In the accompanying drawings:

FIG. 1 is vertical cross-section passing through the center of a spinning nozzle used in the method of the present invention;

FIG. 2 is a detail of the outlet part of the same nozzle;

FIG. 3 is a cross-section of carbon fibers having a random and partly onion shape prepared according to the method of the present invention (observed using an SEM);

FIG. 4 is a cross-section of carbon fibers prepared according to the method of referential example of the present invention hereinafter described.

FIG. 5 is a vertical cross-section through the center of another type of nozzle according to the method of the present invention.

FIG. 6 is also a vertical cross-section through the center of a further type of nozzle according to a method of this invention.

FIG. 7 is a photograph of the cross-section of the filament yarns of carbon fibers of Example 2 made by using the nozzle according to the present invention and observed using SEM.

FIG. 8 is a dark field image of the (002) planes of the carbon fibers of the present invention.

FIG. 9 is a lattice-fringe image of the (002) planes of the carbon fibers of the present invention.

FIG. 10 is an election diffraction pattern of the carbon fibers of the present invention.

FIG. 11 is an illustration of three dimensional structure of polycrystalline graphite.

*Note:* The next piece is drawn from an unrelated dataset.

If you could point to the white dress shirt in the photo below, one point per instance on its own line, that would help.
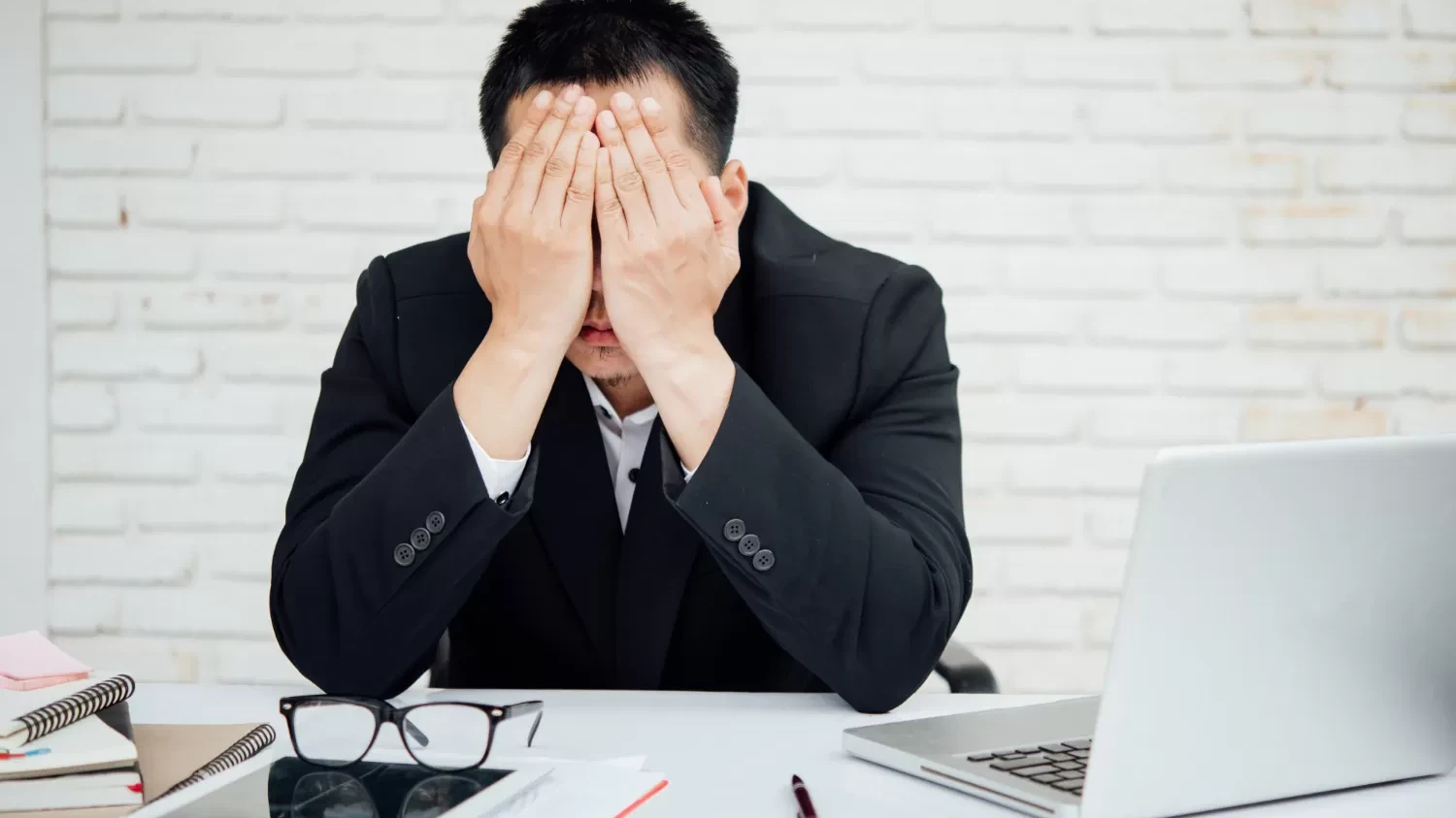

DETAILED DESCRIPTION OF THE INVENTION

The structure of the cross-section of pitch-derived carbon fibers is observable using a scanning electron microscope. There have been reported in the literature a random shape (disordered), a radial shape (radiate), and an onion shape (concentric circle shape), of carbon structural arrangement.

The inventors of the present application have discovered, after comprehensive studies, that carbon fibers having no cracks can be obtained from high mesophase content pitch (as determined by polarized light microscopy),wherein the arrangement of carbon atoms in the cross-section of the fibers, viewed in cross-section using an SEM, has a random shape (also known as a turbulent flow shape), an onion skin shape, or a mixture of primarily radial shape with elements of random or onion shape. When carbon fibers are made of a height quality, preferably 100% mesophase pitch as a raw material, physical properties of carbon fibers, particularly strength, tend to increase. As a method for making the above-mentioned carbon fibers, it has been found that melt spinning of a high mesophase content pitch carried out at a spinning temperature of 250°-350° C. by using spinning nozzles (as shown in FIGS. 1, 5 or 6) having a greater outlet cross-section than the narrowest cross-section of nozzle inside, followed by thermosetting and carbonization, provides particularly higher strength (more than 280 Kgf/mm² in strength), higher modulus (more than 60×10³ Kgf/mm² in modulus of elasticity) and that filaments of carbon fibers having no cracks at all can be produced.

It has been found that carbon fibers derived from high mesophase pitch, according to the method of the present invention, take a structure in which a carbon hexagonal network plane, characteristic of mesophase pitch derived carbon fiber, is highly oriented in the direction of the fiber axis but adopts a structure in the fiber cross sections, in which the basic element consists of folded layer of hexagonal carbon network plane (i.e. a plane formed by the condensed rings of 6 member carbon ring), with a radius of curvature of the fold falling in the range of 15 A to 200 A.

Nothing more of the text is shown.